Конечно, Роза Иствуд заблуждалась насчет своих возможностей. По сути, лгала. Неосознанно, под влиянием горя. Это нечестно, но я не мешал, ожидая исхода ее слов.

– Ты тоже! Почему люди хотят слышать неправду?

– Нет-нет-нет, – говорила она теперь располагающим мягким тоном, как с ребенком, – нам нужна только правда. Ты же не делал этого, ведь так?

– Еще чего! Я забрал многих. Мы не считаем цифры, как вы, но я не хуже остальных. Даже лучше: я помогаю им.

– Ты помнишь имена, может, лица тех, кто тебя вынудил это сделать? Хоть кого-нибудь… Ох зачем, зачем они так поступают?

– Еда. Вы еда. Всех ваших мы съели!

– Вы же понимаете, что он лжет, – обратилась Роза Иствуд ко мне. – Посмотрите на него! Он истощал на двадцать килограммов.

– Мы питаемся не как вы.

Интересная фраза, учитывая голодание в анализах крови и кала. Отдельные части тела? Волосы и ногти? Нет. Их следы точно обнаружились бы. Органы? Мозг?
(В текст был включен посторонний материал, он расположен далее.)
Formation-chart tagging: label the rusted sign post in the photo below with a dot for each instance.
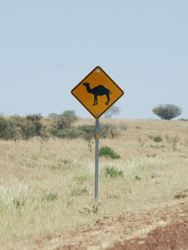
(97, 92)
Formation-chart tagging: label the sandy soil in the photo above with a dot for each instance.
(161, 228)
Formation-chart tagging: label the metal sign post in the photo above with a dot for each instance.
(97, 92)
(97, 130)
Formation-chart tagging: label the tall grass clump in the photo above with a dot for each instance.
(113, 172)
(108, 153)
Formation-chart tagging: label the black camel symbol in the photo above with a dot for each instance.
(99, 90)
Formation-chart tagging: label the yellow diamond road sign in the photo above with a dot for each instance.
(97, 92)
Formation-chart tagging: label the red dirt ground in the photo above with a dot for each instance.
(162, 228)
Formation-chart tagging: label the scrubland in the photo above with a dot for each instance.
(47, 186)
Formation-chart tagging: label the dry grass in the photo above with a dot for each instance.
(46, 187)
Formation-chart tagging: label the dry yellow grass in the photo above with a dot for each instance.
(47, 187)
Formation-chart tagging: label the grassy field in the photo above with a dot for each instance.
(47, 187)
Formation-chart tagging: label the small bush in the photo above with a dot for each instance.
(50, 196)
(64, 120)
(68, 133)
(181, 194)
(108, 153)
(79, 191)
(113, 172)
(173, 141)
(109, 131)
(156, 138)
(8, 129)
(80, 179)
(167, 111)
(19, 203)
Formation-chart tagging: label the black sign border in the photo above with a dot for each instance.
(97, 67)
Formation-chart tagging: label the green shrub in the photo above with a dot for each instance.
(167, 111)
(64, 120)
(19, 203)
(109, 131)
(108, 153)
(8, 129)
(79, 191)
(80, 179)
(113, 172)
(156, 138)
(50, 196)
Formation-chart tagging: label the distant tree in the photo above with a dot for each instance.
(114, 110)
(167, 111)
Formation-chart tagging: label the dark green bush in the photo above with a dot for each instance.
(108, 153)
(156, 138)
(68, 133)
(167, 111)
(8, 129)
(113, 172)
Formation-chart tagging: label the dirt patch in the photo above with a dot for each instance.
(162, 228)
(173, 236)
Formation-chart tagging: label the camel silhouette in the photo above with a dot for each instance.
(99, 90)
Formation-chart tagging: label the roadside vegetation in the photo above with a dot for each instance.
(47, 186)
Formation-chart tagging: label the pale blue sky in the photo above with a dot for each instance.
(47, 47)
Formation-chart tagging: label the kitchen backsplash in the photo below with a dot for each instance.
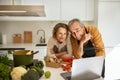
(9, 28)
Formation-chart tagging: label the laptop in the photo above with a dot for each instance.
(85, 69)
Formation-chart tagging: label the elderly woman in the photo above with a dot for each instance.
(59, 44)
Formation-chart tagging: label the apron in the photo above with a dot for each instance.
(89, 50)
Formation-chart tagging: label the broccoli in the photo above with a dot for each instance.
(31, 75)
(39, 64)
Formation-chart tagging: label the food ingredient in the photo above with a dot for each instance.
(39, 64)
(39, 70)
(4, 59)
(18, 72)
(47, 74)
(31, 75)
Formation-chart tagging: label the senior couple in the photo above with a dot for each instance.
(75, 39)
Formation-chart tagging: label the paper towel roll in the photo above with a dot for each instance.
(4, 39)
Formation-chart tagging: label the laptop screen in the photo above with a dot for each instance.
(87, 68)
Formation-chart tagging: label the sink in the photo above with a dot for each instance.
(41, 44)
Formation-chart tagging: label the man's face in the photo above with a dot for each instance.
(61, 35)
(76, 30)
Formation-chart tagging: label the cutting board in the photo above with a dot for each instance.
(17, 38)
(27, 36)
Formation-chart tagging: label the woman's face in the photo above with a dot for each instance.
(61, 34)
(77, 31)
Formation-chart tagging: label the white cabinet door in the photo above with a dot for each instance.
(32, 2)
(52, 9)
(82, 9)
(90, 4)
(109, 22)
(42, 52)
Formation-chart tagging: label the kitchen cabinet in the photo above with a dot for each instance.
(108, 22)
(42, 52)
(52, 8)
(82, 9)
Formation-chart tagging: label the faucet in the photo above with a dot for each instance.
(43, 40)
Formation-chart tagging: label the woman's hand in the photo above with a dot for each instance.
(86, 38)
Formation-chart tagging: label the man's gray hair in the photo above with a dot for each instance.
(75, 20)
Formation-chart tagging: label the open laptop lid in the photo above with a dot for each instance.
(87, 68)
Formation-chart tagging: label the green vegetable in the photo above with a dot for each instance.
(4, 59)
(4, 72)
(39, 64)
(31, 75)
(40, 71)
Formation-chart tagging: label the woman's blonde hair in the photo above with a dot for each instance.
(57, 26)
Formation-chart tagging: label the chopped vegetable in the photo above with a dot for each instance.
(18, 72)
(4, 59)
(40, 71)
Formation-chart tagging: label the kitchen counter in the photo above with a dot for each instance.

– Мне не очень хорошо тут, – продолжал Мэд Кэптив. – Забавно. Но другие там объедаются. И моих себе забирают. Ничего… Да, я придумаю, как вернуться…

Роза Иствуд зарыдала от горя. Не сразу. Волна приближалась к берегу постепенно, набирала высоту, чтобы обрушиться всей силой. Закрыла лицо ладонями в попытке скрыть его изменения. Я четко представлял высшее страдание, скрывавшееся за длинными пальцами. Мышцы на бровях сократились, сойдясь на переносице, полоса волосков съехала до уровня глаза. Пухлые щеки поднялись буграми с неровными ямками. Ссутулилась, спина тряслась в такт всхлипываниям. Дрожь в обессиленных ногах. И вот они согнулись, сложились под прямым углом. Женщина повалилась на бок, беспомощно поджав колени к животу. Уперлась лбом в предплечье и била кулаком по грязному полу. Скребла ногтями бетонное покрытие. Пятый подбежал к ней, помогал подняться, и это было тем немногим, что он сделал правильно.